Somewhere Beneath It All...’s initially locateable premise is seems straightforwar. A Joycean monologue microscopically recording the grisly sexual fantasies of a greasy spoon loser. Self-loathing Scot Kevin lusts after waitress Daina and draws intermittent snickers and grimaces from the audience with his claim that the 1966 World Cup final was staged.
But Royal Court Young Writer Dave Florez favours the pull-back-and-reveal narrative method. So much so that the audience stumbles rather helplessly through the manifold layers of the play’s reality. One minute Kevin’s in bed with Daina, next he's in a club. Then it’s apparent he’s merely ordering a chicken parmigiana from her via thriftily emotive gestures.
The production hinges on an astonishing interlude in which the cafe window of a fourth wall is smashed. The floor lights go up and the one-man magic is abruptly demystified as Kevin unmasks himself as Edinburgh Comedy Award winning Phil Nichol self-professedly gunning for another trophy. The charisma-drenched comic relates the play's touching backstory—Kevin is a disabled teen Nichol once cared for—then resumes his act flawlessly.
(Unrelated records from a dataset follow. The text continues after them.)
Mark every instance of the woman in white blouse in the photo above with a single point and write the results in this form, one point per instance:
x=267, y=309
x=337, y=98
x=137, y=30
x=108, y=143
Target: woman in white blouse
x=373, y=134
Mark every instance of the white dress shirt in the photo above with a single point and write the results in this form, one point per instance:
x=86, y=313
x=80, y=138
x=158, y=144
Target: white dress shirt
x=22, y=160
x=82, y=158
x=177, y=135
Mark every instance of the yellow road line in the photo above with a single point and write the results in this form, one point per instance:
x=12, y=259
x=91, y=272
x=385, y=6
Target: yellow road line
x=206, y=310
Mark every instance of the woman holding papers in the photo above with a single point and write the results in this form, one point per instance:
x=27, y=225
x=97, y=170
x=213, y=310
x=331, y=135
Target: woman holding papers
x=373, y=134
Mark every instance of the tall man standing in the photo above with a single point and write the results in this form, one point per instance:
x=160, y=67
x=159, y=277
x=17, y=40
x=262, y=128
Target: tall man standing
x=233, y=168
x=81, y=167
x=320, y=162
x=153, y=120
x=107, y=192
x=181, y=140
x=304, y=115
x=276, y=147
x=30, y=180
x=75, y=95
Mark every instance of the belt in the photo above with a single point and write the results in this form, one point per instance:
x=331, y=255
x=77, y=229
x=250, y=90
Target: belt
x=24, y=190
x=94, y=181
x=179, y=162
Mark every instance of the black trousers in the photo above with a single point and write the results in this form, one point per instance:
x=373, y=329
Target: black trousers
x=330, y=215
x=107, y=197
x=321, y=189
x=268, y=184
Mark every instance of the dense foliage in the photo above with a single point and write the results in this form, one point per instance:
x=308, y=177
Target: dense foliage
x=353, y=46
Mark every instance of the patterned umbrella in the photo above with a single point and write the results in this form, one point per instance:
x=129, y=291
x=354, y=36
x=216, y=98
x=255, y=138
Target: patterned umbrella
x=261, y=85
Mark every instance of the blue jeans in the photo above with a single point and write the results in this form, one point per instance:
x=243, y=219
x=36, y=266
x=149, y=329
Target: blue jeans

This should be the play’s weakest moment but it turns out to be its most devastating. Nichol is an engaging and unpredictable performer. His animation of Kevin is too unpalatable to feel cheaply exploitative while the play’s alienating format further serves to displace any gratuity. Somewhere Beneath It All... is the least sentimental show that you’ll leave with tears in your eyes.